The theoretical significance of studies performed for solving the discussed problem is that the elastic properties of arteries in aboriginal northerners are currently unknown. It is important to answer the question whether the historically low prevalence of CHD and AH in the Arctic inhabitants (Danishevsky, [2,4,38]) is a consequence of the high resistance of the arteries to age-related remodeling and thickening. The Northerners in this context are considered as model objects – the result of the evolutionary transformation of the genome and physiology of ethnic groups in the specific conditions of the Arctic – to learn the mechanisms of the development of AH.

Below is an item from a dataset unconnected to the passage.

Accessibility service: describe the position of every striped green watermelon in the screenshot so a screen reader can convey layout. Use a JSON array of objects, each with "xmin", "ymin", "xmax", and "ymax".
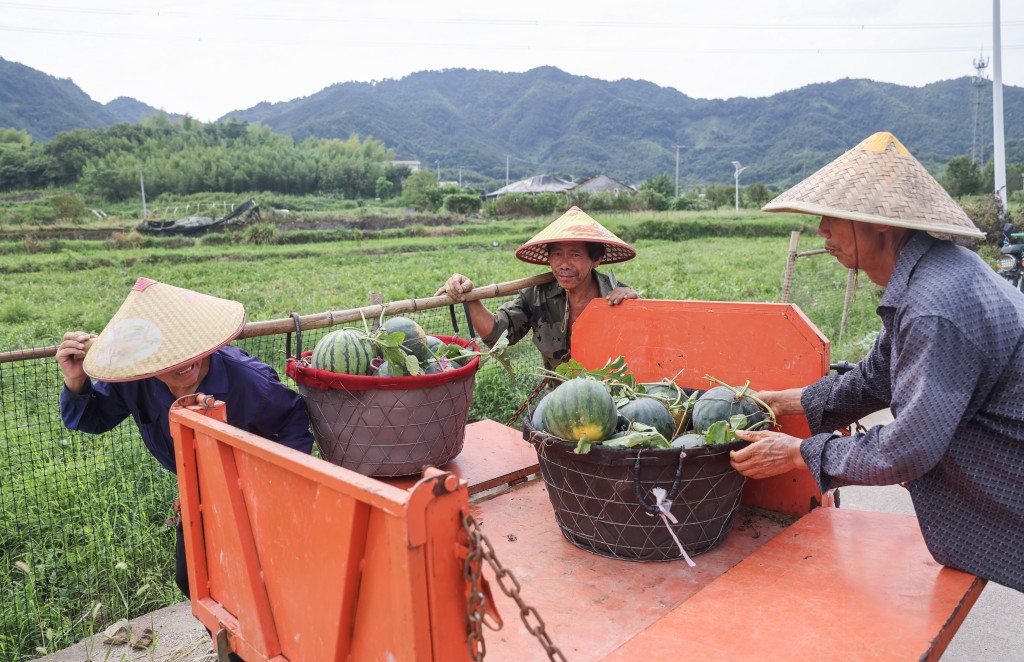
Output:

To summarize, this review describes and tries to explain a paradox. Living in cold conditions, to which individual physiological adaptation is accompanied by limited superficial blood flow and permanent spasm of skin vessels, should lead to increased blood pressure (Brook, [44]). However, at the population level, the opposite pattern is observed in indigenous people as a result of historical adaptation. This fact is especially important given that hypertension in the North is more common and more severe among coming non-native populations than in mid-latitudes, which is explained by the pronounced heliogeophysical stress in the Earth’s auroral zone (Hasnulin, et al. [17]).
The data presented in this review indicate that the discussed problem needs further investigations. The lack of scientific knowledge about the mechanisms of maintaining the previous resistance of northern aboriginals to atherogenic pathology and the causes of its current progression prevents development and application of effective therapeutic methods, clarification of the genetic and individual physiological prerequisites and ethnic vulnerability to this pathology not only in the inhabitants of the North, but also in their historical ancestors – residents of middle and low latitudes (Anuchin, et al. [45- 50]).

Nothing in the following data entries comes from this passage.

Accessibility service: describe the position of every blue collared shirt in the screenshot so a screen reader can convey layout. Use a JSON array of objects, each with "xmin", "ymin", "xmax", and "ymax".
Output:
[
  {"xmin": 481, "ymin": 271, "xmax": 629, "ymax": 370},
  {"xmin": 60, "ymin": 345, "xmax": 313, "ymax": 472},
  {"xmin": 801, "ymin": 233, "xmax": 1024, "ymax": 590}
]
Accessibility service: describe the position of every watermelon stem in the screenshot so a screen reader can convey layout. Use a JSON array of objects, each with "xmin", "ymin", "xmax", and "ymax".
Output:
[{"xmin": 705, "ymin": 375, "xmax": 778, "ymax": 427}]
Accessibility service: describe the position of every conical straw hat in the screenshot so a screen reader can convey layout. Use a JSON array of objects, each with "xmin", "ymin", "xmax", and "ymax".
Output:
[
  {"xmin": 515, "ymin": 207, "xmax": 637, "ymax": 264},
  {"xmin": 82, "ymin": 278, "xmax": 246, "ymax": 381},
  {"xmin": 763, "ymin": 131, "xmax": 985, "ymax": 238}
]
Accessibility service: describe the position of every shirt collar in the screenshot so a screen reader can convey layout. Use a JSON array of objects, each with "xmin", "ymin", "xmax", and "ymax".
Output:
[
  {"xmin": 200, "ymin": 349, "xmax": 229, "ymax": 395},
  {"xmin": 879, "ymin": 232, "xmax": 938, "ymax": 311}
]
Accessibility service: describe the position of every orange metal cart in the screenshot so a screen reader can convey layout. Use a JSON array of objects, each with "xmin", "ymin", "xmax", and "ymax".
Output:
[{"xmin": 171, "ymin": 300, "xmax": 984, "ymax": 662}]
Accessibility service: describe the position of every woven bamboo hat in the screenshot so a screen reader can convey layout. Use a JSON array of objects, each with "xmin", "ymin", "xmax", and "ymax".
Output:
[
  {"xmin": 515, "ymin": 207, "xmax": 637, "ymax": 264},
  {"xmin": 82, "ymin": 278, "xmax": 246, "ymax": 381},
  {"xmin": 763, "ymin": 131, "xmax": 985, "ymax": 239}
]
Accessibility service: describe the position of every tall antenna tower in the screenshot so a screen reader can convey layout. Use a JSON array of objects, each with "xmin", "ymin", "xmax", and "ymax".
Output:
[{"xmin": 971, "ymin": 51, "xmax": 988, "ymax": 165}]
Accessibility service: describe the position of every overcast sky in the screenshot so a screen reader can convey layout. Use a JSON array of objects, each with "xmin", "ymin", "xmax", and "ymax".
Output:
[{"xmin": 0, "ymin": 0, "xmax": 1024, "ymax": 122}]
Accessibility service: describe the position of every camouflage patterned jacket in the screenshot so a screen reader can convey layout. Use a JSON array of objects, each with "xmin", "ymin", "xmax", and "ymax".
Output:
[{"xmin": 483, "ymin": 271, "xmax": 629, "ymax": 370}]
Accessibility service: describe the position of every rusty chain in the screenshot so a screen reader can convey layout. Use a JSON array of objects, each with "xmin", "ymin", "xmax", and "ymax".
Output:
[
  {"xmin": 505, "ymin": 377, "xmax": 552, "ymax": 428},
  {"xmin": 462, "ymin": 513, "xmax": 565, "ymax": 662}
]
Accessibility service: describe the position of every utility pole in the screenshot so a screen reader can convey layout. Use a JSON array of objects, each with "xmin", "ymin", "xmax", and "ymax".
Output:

The potential results of studies under discussion will expand the scientific understanding of genetic and physiological causes and arterio structural bases of predisposition to hypertension. Additionally, the discovering of genetic bases of the AH-resistant phenotype will give physicians practically significant markers for the prognosis and selection of tactics for AH treatment, especially its pharmacoresistant forms. Scientists will get the direction for possible genome editing and genetic engineering studies aimed at obtaining AH-resistant organisms.